L’étude actuelle, qui poursuit ces travaux, montre qu’il est possible de cibler un coupable majeur de cette croissance anarchique : le récepteur cMET (transition mésenchymateuse-épithéliale). En gros, ils ont détourné un mécanisme naturel de défense pour l’utiliser comme un cheval de Troie thérapeutique.

Bricolage génétique et résultats prometteurs

Concrètement, comment ont-ils fait ? Les chercheurs ont joué aux ingénieurs en modifiant la séquence ADN de l’anticorps IgG classique pour lui donner une « colonne vertébrale différente », le transformant ainsi en anticorps dIgA. Après avoir vérifié que cette protéine redessinée reconnaissait bien sa cible, ils l’ont testée sur des souris. Et devinez quoi ? L’anticorps a réussi à atteindre les kystes et, surtout, à y rester.

La question suivante était évidemment : est-ce que ça marche ? « La question suivante était : pourrait-il réellement bloquer ce récepteur de facteur de croissance particulier ? », se demandait Weimbs. Les résultats sont là : une baisse de l’activité du cMET et, plus impressionnant encore, un déclenchement spectaculaire de l’apoptose — c’est-à-dire la mort cellulaire — uniquement dans les cellules kystiques. Le tissu rénal sain, lui, n’a pas bougé d’un cil.

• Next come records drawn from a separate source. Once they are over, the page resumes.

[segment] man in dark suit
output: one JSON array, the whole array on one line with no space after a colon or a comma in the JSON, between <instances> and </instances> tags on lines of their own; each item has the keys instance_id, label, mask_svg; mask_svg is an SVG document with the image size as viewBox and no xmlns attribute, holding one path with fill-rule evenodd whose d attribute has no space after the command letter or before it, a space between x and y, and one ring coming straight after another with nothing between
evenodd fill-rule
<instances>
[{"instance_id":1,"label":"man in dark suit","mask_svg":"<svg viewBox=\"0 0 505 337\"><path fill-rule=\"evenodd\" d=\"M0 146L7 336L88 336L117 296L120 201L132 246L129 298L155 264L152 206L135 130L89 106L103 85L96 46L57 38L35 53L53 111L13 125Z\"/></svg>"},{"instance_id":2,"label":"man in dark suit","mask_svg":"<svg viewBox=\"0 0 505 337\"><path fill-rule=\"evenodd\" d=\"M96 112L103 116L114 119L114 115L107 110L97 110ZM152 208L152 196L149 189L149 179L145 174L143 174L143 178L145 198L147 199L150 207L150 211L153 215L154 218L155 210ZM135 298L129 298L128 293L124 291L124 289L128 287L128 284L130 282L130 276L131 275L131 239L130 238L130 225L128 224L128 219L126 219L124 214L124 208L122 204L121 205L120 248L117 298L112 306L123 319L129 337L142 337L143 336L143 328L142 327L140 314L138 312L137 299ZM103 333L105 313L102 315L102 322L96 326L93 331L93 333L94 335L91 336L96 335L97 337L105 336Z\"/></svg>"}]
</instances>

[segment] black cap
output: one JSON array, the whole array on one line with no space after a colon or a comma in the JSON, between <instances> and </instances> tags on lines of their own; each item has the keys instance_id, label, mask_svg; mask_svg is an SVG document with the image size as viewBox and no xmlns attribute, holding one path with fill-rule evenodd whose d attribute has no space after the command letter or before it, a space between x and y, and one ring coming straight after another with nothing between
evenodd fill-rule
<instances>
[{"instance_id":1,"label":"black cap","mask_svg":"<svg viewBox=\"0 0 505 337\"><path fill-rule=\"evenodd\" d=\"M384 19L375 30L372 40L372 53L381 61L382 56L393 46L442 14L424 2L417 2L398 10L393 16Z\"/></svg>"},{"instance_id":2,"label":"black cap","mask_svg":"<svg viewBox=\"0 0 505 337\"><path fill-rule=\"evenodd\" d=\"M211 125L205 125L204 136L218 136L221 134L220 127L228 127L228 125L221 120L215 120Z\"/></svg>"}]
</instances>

Aucun effet secondaire nocif n’a été observé, ce qui est plutôt rassurant.

L’avenir et les artisans de cette découverte

Bon, ne nous emballons pas trop vite non plus, c’est encore du stade préclinique. Weimbs précise qu’il faudra du temps avant qu’une telle thérapie n’arrive chez l’homme. Il y a des douzaines de facteurs de croissance actifs dans ces fluides, donc l’idée serait de comparer le blocage de plusieurs d’entre eux, voire de combiner différents anticorps. « Ce serait la prochaine étape », dit-il. L’équipe cherche d’ailleurs des collaborateurs et des installations pour pousser ces recherches plus loin.

Il faut rendre hommage à ceux qui ont bossé dur sur ce projet publié le 5 septembre 2025 (DOI : 10.1016/j.xcrm.2025.102335). Outre Thomas Weimbs, il y a l’auteure principale Margaret F. Schimmel, ainsi que Bryan C. Bourgeois, Alison K. Spindt, Sage A. Patel, Tiffany Chin, Gavin E. Cornick et Yuqi Liu (ou peut-être Lu, les sources varient parfois) de l’UCSB. Sans oublier le soutien financier vital des Instituts nationaux de la santé, du ministère de la Défense, de la Fondation Amy P. Goldman et du Lillian Goldman Charitable Trust. Bravo à eux.

Ce contenu a été créé avec l’aide de l’IA.